BMKG: Dampak Siklonik Sebabkan Hujan Intensitas Tinggi di Bengkulu

Create: Mon, 07/02/2022 - 12:28
Author: Alwin Feraro

 

BENGKULU,eWARTA.co -- Badan Meteorologi, Klimatologi dan Geofisika (BMKG) Bengkulu memonitoring adanya pola siklonik yang terjadi di Samudera Hindia Barat berdampak cuaca buruk yang terjadi di sebagian besar wilayah di Provinsi Bengkulu hingga Rabu (9/2/22) mendatang.

Prakirawan BMKG Bengkulu, Haris Sahid Hakim menyampaikan adanya pola siklonik dan gangguan gelombang kelvin juga tipe low frekuensi di wilayah Sumatera hingga Sumatera bagian Selatan. Hal tersebut menyebabkan terbentuknya pertemuan angin daerah konvergen di sepanjang wilayah Bengkulu dari utara hingga selatan. 

"Ada perlambatan kecepatan angin yang menyebabkan terbentuknya awan hujan sangat besar di wilayah Bengkulu dan masih berpotensi hingga beberapa hari ke depan," kata Haris, Senin (7/2/22). 

Selain disebabkan oleh adanya aktivitas siklonik di Samudera Hindia Barat, lanjut Haris, cuaca buruk di Bengkulu juga disebabkan karena adanya tekanan rendah di Perairan Selatan Bengkulu dan labilitas yang cukup kuat. Tak hanya itu kelembaban udara yang basah dari lapisan bawah hingga atas di atmosfer Bengkulu juga terjadi bersamaan.   
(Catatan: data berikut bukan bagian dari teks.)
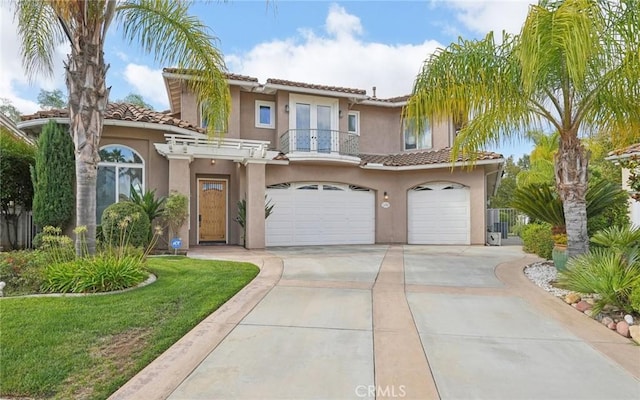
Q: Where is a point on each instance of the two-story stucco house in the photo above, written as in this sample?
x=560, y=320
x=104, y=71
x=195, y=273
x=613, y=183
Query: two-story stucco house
x=337, y=165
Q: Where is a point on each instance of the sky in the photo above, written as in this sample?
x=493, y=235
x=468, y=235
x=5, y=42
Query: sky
x=356, y=44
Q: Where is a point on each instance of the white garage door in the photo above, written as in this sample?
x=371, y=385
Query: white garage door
x=320, y=213
x=439, y=213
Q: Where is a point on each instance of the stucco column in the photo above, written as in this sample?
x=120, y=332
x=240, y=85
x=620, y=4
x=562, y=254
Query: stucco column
x=255, y=190
x=179, y=181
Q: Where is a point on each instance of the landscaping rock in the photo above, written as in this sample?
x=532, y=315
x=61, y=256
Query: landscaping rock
x=606, y=321
x=583, y=306
x=572, y=298
x=634, y=331
x=622, y=328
"Untuk itu, kami meminta kepada pemerintah kabupaten/kota dan masyarakat Provinsi Bengkulu untuk waspada terkait potensi bencana hidrometorologi seperti banjir dan tanah longsor," kata Haris. 

Adapun wilayah yang berpotensi terjadinya hujan dengan intensitas sedang hingga lebat disertai dengan petir dan angin kencang berdurasi singkat meliputi Kabupaten Kepahiang, Kabupaten Mukomuko, Kabupaten Bengkulu Utara.

Lalu Kabupaten Lebong, Kabupaten Rejang Lebong, Kabupaten Bengkulu Tengah, Kota Bengkulu, Kabupaten Seluma, Kabupaten Bengkulu Selatan dan Kabupaten Kaur.